Archilata kantha : In this there are small, rectangular covers for mirrors or toilet accessories with broad, colorful borders in assorted motifs.
Durjani/thalia kantha : In this there is a small rectangles with a midway lotus design and embroidered borders. Three corners of the rectangle are bending inward to form a wallet.
Rumal kantha : This is used as permeable wipes or plate coverings. These also attribute a central lotus with ornamented borders.
Dorokha or the double-sided kantha : This has either an alike pattern or sometimes a different pattern at the back of the embroidery. So it is veracious a reverse embroidery.
Kantha comprises of the elementary stitch in the language of embroidery – the running stitch. It is the process in which this stitch is used, in divergent arrangements which forms the complex vocabulary of kantha.
Originally it was used to sewn the layers of old saris, to make quilts and was used as a means of showing their thoughts, ideas by both urban and rural women in Bengal.

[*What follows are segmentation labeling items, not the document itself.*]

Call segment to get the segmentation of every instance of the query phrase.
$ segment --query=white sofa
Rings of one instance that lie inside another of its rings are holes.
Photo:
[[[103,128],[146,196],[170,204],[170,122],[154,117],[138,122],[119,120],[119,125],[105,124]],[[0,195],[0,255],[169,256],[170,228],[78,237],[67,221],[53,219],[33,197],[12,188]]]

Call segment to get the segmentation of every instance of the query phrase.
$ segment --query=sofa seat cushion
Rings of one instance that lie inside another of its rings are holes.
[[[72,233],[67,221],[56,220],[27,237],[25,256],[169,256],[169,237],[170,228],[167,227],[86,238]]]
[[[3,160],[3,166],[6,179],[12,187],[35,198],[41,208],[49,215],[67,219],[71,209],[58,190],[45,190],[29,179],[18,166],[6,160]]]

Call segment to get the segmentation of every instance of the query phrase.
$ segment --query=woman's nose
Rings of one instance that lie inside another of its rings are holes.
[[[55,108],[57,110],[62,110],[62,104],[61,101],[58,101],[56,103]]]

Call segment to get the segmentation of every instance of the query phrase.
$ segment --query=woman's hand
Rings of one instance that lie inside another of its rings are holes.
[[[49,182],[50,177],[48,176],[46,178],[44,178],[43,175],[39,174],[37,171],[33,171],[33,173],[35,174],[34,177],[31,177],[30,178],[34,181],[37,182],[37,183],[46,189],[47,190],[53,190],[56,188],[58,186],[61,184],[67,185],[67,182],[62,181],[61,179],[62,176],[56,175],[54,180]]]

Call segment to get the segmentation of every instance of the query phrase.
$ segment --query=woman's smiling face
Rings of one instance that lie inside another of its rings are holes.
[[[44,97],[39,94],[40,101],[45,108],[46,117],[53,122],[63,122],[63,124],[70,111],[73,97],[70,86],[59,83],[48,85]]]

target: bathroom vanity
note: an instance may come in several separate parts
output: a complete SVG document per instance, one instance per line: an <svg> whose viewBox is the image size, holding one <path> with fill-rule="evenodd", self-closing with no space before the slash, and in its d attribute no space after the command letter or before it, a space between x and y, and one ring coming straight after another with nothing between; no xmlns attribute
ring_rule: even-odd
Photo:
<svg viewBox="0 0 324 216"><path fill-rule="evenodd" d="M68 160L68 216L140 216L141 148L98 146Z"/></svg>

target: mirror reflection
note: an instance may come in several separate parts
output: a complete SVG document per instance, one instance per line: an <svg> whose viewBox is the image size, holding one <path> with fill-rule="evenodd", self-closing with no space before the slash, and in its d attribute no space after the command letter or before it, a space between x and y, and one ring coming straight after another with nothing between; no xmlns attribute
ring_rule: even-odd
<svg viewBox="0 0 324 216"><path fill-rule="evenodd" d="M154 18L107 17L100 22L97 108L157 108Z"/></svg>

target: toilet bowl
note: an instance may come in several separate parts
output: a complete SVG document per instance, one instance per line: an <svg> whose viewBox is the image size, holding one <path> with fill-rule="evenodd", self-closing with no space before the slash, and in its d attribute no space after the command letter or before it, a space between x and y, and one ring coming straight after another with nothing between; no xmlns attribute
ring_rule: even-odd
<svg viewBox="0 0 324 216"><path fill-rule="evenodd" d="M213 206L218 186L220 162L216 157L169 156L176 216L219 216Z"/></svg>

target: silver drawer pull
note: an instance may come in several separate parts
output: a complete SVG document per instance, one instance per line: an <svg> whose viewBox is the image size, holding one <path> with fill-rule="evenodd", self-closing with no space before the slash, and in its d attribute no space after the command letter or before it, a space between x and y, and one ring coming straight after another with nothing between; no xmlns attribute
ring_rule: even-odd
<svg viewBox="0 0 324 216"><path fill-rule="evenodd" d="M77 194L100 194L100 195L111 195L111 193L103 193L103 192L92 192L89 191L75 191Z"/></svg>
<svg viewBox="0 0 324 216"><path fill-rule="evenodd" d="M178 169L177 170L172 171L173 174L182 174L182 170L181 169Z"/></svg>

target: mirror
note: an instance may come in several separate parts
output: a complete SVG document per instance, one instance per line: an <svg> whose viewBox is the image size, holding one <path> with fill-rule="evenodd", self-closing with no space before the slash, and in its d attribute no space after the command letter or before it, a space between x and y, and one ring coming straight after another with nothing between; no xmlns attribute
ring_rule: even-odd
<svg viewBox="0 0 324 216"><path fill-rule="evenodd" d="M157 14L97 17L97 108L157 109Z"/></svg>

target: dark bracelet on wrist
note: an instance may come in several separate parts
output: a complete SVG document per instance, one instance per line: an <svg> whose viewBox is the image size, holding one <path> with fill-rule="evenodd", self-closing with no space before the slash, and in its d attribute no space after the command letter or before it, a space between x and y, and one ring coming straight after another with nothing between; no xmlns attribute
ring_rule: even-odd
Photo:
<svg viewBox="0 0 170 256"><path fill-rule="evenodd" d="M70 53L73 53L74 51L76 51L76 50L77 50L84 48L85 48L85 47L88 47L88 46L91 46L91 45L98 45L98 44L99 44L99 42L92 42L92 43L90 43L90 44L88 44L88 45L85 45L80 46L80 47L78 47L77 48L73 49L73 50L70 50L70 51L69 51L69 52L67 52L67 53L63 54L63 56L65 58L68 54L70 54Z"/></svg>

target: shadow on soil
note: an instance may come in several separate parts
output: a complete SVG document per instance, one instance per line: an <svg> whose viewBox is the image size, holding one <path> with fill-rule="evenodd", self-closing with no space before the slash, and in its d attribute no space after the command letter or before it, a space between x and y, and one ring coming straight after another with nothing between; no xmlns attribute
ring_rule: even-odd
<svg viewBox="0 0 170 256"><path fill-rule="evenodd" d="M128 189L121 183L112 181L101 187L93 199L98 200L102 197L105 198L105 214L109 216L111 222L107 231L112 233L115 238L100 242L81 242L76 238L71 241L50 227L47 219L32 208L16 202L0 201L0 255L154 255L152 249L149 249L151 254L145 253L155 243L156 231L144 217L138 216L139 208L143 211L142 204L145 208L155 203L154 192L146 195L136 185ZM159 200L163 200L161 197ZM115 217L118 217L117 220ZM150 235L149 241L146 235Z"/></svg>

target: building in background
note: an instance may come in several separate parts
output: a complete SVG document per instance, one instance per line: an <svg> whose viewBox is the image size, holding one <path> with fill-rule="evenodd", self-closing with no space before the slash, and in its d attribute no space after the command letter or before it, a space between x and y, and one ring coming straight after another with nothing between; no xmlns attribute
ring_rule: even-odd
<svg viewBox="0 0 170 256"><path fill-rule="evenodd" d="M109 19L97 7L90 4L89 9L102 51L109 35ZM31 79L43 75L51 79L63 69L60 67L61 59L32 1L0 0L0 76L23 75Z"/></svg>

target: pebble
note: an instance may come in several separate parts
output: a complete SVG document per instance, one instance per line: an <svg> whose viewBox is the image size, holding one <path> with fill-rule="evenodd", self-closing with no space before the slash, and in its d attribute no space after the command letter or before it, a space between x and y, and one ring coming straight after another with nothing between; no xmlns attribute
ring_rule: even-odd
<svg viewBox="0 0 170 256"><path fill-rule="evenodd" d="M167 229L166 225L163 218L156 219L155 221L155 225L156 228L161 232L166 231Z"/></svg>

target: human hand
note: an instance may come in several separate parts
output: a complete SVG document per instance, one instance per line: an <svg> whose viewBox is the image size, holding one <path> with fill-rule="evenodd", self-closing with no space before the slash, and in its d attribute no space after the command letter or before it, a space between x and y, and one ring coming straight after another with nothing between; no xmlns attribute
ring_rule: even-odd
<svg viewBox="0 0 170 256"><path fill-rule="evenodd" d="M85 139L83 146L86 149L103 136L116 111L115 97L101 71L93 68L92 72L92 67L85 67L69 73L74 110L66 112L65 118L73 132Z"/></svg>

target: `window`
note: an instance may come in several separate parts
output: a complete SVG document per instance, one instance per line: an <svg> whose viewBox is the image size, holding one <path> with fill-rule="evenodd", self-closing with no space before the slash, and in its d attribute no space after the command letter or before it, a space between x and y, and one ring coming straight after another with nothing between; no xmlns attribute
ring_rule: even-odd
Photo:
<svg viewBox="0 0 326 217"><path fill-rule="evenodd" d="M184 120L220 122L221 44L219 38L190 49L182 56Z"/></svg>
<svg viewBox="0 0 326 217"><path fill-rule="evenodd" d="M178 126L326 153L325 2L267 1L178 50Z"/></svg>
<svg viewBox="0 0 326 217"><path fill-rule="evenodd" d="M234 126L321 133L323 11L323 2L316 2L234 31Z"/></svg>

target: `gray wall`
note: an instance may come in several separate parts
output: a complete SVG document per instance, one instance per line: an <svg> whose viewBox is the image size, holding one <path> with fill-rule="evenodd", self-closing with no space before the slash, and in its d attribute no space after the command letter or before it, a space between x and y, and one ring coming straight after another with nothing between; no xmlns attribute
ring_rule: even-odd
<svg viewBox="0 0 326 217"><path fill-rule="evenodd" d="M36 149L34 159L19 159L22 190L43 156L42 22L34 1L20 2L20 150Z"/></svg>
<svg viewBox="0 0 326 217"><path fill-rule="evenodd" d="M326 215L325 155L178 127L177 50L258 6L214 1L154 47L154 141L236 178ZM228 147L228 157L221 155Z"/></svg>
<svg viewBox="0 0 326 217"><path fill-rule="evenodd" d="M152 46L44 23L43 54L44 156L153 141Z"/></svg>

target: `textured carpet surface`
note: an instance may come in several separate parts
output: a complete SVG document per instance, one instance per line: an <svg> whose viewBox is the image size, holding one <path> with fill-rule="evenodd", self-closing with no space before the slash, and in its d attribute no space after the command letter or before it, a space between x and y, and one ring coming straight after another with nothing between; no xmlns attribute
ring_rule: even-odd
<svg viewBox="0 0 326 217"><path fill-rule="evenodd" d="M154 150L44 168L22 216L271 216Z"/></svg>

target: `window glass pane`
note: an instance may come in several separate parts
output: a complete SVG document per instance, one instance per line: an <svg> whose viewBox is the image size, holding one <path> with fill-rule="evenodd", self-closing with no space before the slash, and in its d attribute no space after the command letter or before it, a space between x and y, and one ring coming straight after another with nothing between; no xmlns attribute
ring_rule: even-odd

Kantha Process and Stitches
The process of making kantha embroidery is quite simple but it allows for a vast range of expression. Now a day’s people have used this embroidery form in several ways from cutting-edge contemporary to classic traditional.
The motif is first drawn on paper by hand.
The outline is then hunt down on to a tracing paper. The edges of the pattern are incised with a needle with a distance of 1 mm between each prick. Colored embroidery threads are chosen in accordance with the pattern. All of the threads have code numbers that are eminent for future reference.Cane frames may be used to lengthen the fabric. Larger plastic frames may also be used.
Usually a simple outline is first made on the pattern.Sometimes the patterns are more abstract and are finished all over the fabric, usually to hold 3 or more layers of cloth. These motif are embroidered free-hand without discover. Artisans are skilled enough to stitch evenly spaced spirals or lines. In kantha embroidery there are numerous patterns for borders as well as ‘butis’ or dots to pervade a fabric.